Voice For the Sport: Keeping Michael Klim In Our Thoughts As He Battles His Toughest Opponent

Michael Klim

Voice For the Sport: Keeping Michael Klim In Our Thoughts As He Battles A Very Different Opponent

As he walked toward the starting block inside the Sydney Aquatic Centre, an entire nation roared. It was a moment of opportunity for a swim-crazed country and for a relay that could disrupt the sport’s hierarchy on no bigger stage. As the leadoff leg of the Australian 400 meter freestyle relay, Michael Klim would set the tone and influence whether the venue—in a little more than three minutes—would be filled with joy or despair.
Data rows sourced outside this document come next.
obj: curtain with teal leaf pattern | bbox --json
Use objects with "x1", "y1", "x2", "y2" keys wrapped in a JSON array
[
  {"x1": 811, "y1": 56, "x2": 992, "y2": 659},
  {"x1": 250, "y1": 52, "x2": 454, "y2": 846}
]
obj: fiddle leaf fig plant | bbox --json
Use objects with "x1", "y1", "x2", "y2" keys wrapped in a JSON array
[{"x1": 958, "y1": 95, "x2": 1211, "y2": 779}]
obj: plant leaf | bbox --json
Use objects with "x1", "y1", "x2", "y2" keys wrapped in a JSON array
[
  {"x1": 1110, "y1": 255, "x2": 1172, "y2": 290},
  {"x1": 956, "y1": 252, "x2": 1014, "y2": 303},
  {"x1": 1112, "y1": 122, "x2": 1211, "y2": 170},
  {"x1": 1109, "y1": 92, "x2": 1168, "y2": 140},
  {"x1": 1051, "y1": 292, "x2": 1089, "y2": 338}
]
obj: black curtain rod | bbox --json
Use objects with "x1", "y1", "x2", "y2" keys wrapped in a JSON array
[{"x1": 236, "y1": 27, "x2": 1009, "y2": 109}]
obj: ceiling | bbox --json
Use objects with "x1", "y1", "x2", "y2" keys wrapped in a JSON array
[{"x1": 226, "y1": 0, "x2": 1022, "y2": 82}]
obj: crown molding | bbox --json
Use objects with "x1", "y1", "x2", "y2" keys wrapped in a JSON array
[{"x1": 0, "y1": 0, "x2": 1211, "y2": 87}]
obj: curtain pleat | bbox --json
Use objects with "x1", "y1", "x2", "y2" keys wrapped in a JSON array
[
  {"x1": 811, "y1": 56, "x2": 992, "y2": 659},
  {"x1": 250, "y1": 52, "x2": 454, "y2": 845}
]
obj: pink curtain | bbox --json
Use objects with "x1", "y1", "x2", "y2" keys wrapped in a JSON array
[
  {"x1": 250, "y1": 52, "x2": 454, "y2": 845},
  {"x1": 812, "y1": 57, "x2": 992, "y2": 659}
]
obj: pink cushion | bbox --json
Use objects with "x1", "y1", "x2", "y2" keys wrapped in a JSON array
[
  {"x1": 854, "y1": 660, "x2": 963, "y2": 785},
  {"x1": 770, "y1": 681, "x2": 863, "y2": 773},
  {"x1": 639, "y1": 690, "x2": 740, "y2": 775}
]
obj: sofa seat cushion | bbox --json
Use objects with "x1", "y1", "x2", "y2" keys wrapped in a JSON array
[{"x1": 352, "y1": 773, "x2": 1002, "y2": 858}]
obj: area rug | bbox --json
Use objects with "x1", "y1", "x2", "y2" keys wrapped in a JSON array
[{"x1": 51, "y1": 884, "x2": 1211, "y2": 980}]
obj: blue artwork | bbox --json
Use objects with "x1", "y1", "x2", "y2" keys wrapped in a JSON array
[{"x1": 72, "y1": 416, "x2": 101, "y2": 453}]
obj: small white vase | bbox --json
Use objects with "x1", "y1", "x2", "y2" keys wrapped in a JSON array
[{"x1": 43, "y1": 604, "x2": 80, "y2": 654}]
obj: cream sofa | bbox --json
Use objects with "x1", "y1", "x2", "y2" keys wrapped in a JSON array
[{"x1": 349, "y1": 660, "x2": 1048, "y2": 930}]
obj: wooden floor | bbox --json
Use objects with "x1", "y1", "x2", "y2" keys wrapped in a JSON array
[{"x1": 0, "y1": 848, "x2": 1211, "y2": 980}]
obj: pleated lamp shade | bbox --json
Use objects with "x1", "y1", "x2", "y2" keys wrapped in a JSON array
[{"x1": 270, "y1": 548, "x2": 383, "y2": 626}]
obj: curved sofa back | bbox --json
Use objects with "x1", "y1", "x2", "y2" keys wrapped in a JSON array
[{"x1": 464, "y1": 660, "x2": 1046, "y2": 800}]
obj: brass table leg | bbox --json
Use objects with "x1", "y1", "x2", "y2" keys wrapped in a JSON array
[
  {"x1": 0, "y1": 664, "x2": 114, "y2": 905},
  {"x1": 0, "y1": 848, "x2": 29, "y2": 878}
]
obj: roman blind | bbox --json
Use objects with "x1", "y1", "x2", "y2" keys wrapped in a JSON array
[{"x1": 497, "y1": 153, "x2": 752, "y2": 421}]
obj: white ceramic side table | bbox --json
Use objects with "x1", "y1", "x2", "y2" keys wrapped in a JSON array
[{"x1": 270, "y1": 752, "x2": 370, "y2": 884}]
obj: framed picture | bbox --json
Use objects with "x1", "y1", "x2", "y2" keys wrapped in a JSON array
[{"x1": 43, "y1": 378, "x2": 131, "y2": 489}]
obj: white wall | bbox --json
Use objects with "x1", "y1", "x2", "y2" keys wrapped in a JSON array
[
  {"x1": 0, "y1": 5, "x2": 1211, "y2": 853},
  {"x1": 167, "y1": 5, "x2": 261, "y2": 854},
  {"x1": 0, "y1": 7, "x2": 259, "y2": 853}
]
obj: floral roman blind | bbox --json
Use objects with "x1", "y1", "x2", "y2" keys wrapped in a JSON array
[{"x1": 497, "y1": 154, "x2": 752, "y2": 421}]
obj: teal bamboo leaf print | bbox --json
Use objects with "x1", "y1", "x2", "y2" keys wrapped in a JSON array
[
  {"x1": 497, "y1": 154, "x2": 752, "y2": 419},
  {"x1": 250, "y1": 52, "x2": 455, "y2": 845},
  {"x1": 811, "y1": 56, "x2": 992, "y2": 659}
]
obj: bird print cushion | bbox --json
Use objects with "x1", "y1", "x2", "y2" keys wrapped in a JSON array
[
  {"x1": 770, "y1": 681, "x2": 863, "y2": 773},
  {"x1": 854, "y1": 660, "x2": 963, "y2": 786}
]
In Klim, the Aussies turned to a veteran leader for a jumpstart. He was a star of the sport, a sculpted figure whose physical talent was perfectly complemented by a mental tenacity that defines the great ones. So, when Klim produced a world-record performance on the front of the relay—a 100 meter freestyle outing of 48.18—the already-hyped crowd was in a frenzy.

Ultimately, Australia wrangled the gold medal in that relay at the 2000 Olympic Games, with Ian Thorpe anchoring the squad to a world record of 3:13.67, the United States claiming silver in 3:13.86. In an instant, Klim, Chris Fydler, Ashley Callus and Thorpe became national heroes, as they snapped the Americans’ seven-Games winning streak in the event. The relay is also well remembered for the Aussies’ Air Guitar celebration, a response to pre-race comments delivered by Team USA’s Gary Hall Jr.

Thorpe was largely credited for carrying Australia to the title, since his anchor leg featured a matchup with Hall. But without Klim’s heroics on the opening leg, the event would not be remembered in Australian sporting lore…nor as one of the greatest relay triumphs the sport has seen.

Last month, Klim’s career excellence was recognized when the 45-year-old was inducted into the International Swimming Hall of Fame as a member of the Class of 2022. Klim was enshrined alongside the likes of fellow Aussie Jon Sieben, Japan’s Daichi Suzuki and American Craig Beardsley, and the stories he continues to share about his career are mesmerizing.

Klim’s tale, though, is also one of sorrow, as the physical power that once fueled him to an elite level has been sapped. In July, “Klimmy” revealed that he had been diagnosed with Chronic Inflammatory Demyelinating Polyneuropathy (CIDP), a neurological disorder that progressively weakens function of the arms and legs.

The Aussie first experienced symptoms—including numbness in his feet—a few years ago, but fought through the pain. There, too, was an initial sense of denial. Eventually, Klim received his diagnosis, which was obviously difficult to accept.

“I couldn’t believe how the one thing that I identified with as integral to my identity—my strength, my athleticism—was being taken away from me and I couldn’t do anything to stop it,” Klim said. “Mentally, I have tried to stay positive, but there are times my motivation and beliefs are severely tested. I can no longer do the things I love and enjoy. My body is not the same.”

In the years after careers end, there is no stopping the deterioration of skills. Father Time is, and forever will be, undefeated. But what Klim is facing is heartbreaking, his condition cruel for anyone, and especially harsh for an individual whose body, now broken, lifted him to achievements only a small percentage will ever realize.

Klim’s condition requires the support of those around him to get from one point to another. Travel is difficult. And, in time, the daily use of a wheelchair will likely be needed. The positive? Klim has maintained the tenacity and mental strength which played key roles in his athletic success.

What Klim managed during his illustrious career in the pool will never be forgotten. We’ll always remember that special relay leadoff in Sydney. His seven-medal showing at the 1998 World Championships in Perth will remain etched in history. A total of 54 career medals from international competition will forever serve as proof of his greatness.

And now, as he faces his most-daunting challenge, we’ll hold Michael Klim in our heart and prayers, hoping for the best.